Dwindling supplies of suitable sawn dimension lumber, as well as the roller-coaster movement of lumber prices, have led some form builders to use other framing materials to support formwork. Structural composite lumber (SCL), a precision-manufactured engineered-wood product, is an alternative that offers some of the same properties of wood along with enhanced strength and reliability. Like ordinary wood, the manufactured beams are workable and easy to handle, but they don't warp or twist, and they're 100% reusable. They reportedly cost less than aluminum and more than sawn lumber. However, they offer a greater return on investment, particularly when you consider that typically 20% or more of sawn lumber is discarded due to defects.

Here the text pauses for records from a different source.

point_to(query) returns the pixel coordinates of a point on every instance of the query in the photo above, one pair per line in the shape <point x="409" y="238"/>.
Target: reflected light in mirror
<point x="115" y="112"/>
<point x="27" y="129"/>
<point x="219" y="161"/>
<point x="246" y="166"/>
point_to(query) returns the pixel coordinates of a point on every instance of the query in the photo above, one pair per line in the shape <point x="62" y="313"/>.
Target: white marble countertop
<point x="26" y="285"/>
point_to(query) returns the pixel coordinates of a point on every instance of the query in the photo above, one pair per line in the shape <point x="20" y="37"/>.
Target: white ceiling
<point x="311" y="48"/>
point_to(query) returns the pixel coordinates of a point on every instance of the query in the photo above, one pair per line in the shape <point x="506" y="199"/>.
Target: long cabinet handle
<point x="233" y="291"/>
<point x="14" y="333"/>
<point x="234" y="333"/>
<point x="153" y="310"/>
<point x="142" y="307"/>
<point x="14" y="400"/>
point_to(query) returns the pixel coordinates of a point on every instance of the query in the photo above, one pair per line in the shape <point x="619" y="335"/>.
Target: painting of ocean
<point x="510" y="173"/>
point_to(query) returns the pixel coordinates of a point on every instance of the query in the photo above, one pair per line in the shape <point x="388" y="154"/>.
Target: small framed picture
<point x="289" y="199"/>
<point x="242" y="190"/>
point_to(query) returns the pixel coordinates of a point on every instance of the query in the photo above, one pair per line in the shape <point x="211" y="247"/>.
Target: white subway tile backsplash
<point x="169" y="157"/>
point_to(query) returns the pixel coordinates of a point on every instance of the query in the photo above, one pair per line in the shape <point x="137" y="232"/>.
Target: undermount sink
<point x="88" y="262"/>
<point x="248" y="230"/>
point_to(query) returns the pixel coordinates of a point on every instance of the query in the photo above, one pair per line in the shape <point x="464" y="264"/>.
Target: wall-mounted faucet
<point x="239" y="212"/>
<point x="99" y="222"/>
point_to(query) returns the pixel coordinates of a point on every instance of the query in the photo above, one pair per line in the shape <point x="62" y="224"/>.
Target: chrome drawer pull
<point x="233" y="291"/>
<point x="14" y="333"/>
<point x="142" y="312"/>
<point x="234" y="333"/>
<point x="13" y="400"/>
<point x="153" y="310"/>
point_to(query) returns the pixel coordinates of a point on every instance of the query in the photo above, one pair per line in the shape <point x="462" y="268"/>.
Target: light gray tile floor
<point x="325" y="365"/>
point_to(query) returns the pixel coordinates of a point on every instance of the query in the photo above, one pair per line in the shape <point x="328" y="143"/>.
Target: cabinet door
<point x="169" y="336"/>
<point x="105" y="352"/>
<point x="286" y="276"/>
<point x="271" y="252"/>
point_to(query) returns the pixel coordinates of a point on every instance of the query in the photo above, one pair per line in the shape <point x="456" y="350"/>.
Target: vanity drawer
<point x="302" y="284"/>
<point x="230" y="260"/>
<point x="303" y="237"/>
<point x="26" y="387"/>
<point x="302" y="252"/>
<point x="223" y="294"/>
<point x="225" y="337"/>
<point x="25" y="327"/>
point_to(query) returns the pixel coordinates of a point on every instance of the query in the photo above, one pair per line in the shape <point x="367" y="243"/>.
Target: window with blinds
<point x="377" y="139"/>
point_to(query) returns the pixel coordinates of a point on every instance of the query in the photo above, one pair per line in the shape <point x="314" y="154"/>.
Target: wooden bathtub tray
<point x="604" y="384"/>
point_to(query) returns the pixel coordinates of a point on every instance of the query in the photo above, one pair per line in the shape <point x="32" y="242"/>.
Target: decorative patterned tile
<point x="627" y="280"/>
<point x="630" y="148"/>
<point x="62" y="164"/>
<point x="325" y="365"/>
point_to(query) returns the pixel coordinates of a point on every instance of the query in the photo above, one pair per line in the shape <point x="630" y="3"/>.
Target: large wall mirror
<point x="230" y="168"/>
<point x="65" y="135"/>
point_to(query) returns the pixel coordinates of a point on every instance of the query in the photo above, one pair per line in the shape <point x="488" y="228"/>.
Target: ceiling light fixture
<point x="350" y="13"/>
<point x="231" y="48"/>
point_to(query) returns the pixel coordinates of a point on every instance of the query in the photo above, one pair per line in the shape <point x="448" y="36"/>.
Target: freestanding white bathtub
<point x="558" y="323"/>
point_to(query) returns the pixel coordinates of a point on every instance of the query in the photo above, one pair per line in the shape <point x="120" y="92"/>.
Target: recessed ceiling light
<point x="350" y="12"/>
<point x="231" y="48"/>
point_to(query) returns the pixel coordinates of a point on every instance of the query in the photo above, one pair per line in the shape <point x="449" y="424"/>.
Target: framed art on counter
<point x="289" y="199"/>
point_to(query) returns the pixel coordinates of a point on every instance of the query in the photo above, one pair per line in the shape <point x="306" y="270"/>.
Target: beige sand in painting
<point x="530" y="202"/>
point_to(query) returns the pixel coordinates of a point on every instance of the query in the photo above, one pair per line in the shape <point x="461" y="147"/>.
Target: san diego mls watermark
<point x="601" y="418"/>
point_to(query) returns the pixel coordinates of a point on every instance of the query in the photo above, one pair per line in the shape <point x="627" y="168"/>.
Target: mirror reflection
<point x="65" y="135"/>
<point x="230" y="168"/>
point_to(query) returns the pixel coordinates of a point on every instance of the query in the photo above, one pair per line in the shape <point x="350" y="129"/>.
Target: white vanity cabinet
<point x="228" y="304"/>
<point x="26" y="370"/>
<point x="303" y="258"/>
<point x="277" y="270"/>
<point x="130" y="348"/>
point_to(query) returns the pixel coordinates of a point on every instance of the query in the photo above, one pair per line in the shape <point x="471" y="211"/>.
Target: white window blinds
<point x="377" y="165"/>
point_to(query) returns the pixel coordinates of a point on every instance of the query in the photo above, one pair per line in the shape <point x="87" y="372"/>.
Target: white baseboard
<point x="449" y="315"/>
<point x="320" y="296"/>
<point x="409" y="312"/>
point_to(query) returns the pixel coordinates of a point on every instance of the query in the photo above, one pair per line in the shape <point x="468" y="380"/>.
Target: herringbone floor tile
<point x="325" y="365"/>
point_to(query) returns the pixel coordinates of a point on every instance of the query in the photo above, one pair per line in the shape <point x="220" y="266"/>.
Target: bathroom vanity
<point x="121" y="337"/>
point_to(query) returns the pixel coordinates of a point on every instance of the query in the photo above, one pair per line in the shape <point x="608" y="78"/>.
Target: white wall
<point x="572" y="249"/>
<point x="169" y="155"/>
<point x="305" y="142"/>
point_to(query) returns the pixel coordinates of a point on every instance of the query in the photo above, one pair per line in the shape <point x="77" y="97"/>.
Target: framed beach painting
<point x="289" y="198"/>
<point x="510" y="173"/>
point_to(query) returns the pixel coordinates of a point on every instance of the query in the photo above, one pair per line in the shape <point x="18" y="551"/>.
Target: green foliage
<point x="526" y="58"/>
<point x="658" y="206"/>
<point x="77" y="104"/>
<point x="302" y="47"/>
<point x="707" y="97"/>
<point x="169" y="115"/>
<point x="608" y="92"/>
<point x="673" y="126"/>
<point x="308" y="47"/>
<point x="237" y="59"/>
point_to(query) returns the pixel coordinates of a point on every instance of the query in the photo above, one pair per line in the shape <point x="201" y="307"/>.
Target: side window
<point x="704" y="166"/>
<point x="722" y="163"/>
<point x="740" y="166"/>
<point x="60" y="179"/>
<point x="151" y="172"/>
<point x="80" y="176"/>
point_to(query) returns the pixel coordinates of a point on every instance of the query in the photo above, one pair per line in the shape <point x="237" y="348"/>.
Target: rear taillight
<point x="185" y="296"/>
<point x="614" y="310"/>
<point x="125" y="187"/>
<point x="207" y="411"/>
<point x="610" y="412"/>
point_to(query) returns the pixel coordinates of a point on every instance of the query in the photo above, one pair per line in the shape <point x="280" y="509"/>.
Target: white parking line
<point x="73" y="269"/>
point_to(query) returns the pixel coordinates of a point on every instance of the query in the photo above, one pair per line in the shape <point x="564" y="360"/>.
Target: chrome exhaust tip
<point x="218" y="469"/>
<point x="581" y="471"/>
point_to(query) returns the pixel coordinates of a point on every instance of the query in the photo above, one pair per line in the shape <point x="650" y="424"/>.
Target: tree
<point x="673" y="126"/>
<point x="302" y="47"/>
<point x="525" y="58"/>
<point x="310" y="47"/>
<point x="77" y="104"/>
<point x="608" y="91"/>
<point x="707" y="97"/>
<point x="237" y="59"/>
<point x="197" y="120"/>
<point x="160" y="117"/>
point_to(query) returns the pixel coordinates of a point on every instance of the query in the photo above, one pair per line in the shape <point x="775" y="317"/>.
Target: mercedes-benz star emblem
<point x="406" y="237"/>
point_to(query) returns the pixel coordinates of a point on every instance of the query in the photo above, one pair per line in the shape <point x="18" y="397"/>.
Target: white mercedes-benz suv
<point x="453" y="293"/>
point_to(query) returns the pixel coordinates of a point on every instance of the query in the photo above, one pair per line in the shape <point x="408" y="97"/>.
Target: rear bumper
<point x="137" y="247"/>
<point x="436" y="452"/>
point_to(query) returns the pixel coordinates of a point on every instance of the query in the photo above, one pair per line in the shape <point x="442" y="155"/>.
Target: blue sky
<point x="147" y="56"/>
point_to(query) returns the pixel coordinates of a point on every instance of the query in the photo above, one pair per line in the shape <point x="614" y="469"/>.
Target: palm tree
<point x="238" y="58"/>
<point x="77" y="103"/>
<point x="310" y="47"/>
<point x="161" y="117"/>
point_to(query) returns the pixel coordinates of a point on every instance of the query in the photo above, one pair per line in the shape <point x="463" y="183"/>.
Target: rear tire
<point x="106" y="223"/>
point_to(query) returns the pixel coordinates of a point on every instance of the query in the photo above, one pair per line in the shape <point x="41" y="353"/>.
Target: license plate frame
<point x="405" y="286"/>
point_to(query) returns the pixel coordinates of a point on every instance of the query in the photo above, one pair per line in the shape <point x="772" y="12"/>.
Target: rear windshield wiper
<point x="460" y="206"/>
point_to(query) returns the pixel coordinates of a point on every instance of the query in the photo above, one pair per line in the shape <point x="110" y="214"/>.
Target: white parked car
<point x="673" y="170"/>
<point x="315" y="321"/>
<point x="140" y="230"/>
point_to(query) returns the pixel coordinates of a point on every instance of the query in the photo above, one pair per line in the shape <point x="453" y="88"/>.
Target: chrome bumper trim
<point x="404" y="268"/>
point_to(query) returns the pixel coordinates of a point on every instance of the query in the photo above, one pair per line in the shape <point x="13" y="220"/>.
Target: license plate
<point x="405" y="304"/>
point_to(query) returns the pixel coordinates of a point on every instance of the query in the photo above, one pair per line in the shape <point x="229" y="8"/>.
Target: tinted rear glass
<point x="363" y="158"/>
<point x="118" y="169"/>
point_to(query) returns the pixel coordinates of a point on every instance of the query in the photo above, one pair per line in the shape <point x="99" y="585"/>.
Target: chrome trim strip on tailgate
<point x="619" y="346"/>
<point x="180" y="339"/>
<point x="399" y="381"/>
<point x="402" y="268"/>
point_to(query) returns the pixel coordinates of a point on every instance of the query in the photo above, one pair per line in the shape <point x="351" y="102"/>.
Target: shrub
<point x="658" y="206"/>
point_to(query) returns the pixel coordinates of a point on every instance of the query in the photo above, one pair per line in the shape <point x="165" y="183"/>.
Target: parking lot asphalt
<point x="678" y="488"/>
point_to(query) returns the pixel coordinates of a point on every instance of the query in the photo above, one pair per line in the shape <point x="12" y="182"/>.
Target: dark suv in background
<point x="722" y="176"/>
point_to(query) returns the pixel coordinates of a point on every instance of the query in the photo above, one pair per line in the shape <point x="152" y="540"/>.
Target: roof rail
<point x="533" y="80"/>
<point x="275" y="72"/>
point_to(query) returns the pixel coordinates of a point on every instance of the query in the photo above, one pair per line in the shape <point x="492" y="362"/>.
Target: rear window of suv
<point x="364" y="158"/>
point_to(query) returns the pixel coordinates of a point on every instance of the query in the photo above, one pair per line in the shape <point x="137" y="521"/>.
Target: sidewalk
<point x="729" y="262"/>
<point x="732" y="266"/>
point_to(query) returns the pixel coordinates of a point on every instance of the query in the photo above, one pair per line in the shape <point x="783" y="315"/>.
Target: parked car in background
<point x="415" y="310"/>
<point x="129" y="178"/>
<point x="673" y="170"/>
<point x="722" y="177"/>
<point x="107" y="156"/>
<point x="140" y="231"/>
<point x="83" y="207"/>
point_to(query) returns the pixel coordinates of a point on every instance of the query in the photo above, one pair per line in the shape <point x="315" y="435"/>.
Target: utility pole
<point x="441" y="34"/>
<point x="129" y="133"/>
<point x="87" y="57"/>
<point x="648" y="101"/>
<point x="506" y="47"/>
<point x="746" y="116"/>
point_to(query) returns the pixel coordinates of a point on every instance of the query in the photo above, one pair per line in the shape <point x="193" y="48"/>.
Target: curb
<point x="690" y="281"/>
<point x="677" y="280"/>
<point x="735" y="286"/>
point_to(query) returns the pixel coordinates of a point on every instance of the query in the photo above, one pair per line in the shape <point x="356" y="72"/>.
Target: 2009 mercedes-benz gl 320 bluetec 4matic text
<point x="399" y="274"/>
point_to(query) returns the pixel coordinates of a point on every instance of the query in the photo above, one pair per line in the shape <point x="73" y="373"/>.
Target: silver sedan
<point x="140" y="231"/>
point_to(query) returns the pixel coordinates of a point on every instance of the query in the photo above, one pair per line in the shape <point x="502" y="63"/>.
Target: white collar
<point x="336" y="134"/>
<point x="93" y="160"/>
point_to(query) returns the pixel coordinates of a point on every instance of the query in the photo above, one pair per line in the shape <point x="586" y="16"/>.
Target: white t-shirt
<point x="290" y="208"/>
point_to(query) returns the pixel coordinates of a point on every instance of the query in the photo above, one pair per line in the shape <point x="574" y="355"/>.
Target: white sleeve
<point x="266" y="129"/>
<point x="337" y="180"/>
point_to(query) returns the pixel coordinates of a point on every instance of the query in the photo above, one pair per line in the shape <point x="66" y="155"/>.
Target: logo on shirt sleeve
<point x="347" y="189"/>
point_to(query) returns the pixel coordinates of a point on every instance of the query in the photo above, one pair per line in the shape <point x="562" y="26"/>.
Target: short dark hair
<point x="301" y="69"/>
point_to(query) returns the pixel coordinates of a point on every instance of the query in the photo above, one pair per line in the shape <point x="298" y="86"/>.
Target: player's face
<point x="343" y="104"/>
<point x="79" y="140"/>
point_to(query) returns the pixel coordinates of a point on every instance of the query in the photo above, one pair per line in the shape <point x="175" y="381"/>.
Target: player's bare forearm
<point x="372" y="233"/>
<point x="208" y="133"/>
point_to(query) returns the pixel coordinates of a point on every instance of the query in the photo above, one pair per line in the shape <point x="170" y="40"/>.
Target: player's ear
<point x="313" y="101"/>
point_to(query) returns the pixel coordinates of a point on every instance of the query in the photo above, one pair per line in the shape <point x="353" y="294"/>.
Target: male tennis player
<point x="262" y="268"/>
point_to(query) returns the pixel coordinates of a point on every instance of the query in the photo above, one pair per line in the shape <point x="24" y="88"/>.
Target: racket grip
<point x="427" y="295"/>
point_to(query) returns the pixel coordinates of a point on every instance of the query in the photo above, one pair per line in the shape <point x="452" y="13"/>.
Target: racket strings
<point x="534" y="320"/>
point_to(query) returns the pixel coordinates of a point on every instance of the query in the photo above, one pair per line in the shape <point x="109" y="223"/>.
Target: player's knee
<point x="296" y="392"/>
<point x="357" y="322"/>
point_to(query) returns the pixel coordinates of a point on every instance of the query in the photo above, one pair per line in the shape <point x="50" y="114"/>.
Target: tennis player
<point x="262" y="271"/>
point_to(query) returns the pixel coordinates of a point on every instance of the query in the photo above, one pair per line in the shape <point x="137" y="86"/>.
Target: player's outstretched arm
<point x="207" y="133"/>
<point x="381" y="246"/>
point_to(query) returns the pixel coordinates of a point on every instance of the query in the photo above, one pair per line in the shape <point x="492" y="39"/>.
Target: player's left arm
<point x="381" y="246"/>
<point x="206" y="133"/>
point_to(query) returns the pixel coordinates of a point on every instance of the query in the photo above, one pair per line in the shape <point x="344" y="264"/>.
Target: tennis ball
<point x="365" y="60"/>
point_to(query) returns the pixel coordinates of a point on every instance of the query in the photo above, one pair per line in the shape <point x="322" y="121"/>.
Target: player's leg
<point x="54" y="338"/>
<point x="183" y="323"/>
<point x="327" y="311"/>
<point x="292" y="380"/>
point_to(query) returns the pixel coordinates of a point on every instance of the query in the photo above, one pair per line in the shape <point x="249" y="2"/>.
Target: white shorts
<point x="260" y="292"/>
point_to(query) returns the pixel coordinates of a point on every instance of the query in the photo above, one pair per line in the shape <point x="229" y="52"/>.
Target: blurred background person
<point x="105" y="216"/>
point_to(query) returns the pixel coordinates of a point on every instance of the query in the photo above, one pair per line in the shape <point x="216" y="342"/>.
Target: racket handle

Three SCL products -- laminated veneer lumber (LVL), parallel strand lumber (PSL) and laminated strand lumber (LSL) -- are composites made of wood veneers or wood strands bonded under heat and pressure with an exterior-grade adhesive. The products come in a wide range of cross sections, including most of the sizes of sawn dimension lumber. Applications include formwork beams and joists, studs, wales, shoring and edge forms.
Wood I-joists -- another engineered-wood product -- often are used in prefabricated deck form panels. Typically, I-joists used in formwork are 10 to 20 inches deep with flanges up to 3 inches wide. However, joists up to 38 inches deep also are available.